There's certainly a discipline involved here, but it's usually something like guaranteeing all threads are unwind safe (via AssertUnwindSafe) and logging stack traces when your process keeps dying/can't be started after a fixed number of retries. Which would lead you to the culprit immediately.

I'm just pushing back a bit on the idea that unwrap() is unsafe - it's not, and I wouldn't even call it a foot gun. The code did what it was written to do, when it saw the input was garbage it crashed because it couldn't make sense of what to do next. That's a desirable property in reliable systems (of course monitoring that and testing it is what makes it reliable/fixable in the first place).

But now consider how much extra data Cloudflare at its size would have to have just for staging, doubling or more their costs to have stage exactly as production. They would have to simulate similar amount of requests on top of themselves constantly since presumably they have 100s or 1000s of deployments per day.
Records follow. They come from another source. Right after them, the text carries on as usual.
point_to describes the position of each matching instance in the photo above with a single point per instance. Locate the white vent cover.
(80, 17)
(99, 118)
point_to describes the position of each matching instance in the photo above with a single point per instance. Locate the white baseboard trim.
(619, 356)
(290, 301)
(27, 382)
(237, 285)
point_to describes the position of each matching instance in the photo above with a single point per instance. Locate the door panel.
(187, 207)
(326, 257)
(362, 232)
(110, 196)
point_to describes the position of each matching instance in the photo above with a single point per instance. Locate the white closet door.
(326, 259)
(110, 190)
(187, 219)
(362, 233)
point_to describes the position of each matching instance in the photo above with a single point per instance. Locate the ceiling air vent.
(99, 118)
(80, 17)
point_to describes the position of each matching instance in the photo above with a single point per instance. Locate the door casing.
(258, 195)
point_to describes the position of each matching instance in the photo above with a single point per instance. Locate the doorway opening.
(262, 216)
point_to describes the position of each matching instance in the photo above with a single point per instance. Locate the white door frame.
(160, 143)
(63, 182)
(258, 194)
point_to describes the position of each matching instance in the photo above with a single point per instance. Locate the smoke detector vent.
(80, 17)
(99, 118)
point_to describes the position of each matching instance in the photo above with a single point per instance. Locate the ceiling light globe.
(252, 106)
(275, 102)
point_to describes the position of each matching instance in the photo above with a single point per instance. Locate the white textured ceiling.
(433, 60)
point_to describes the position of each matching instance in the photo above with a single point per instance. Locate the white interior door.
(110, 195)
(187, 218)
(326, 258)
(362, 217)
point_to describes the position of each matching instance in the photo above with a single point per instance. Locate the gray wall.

In this case it seems the database table in question seemed modest in size (the features for ML) so naively thinking they could have kept stage features always in sync with prod at the very least, but could be they didn't consider that 55 rows vs 60 rows or similar could be a breaking point given a certain specific bug.

It is much easier to test with 20x data if you don't have the amount of data cloudflare probably handles.

The irony of a rust rewrite taking down the internet is not lost on me.

Yes, that was missing (along with the London WARP thing). Other comments mentioned that their status page is an Atlassian Statuspage solution, hosted on AWS CloudFront.

Unclear to me if it's an Atlassian-managed deployment they have, or if it's self-managed, I'm not familiar with Statuspage and their website isn't helping. Though if it's managed, I'm not sure how they can know for sure there's no interdependence. (Though I guess we could technically keep that rabbit hole going indefinitely.)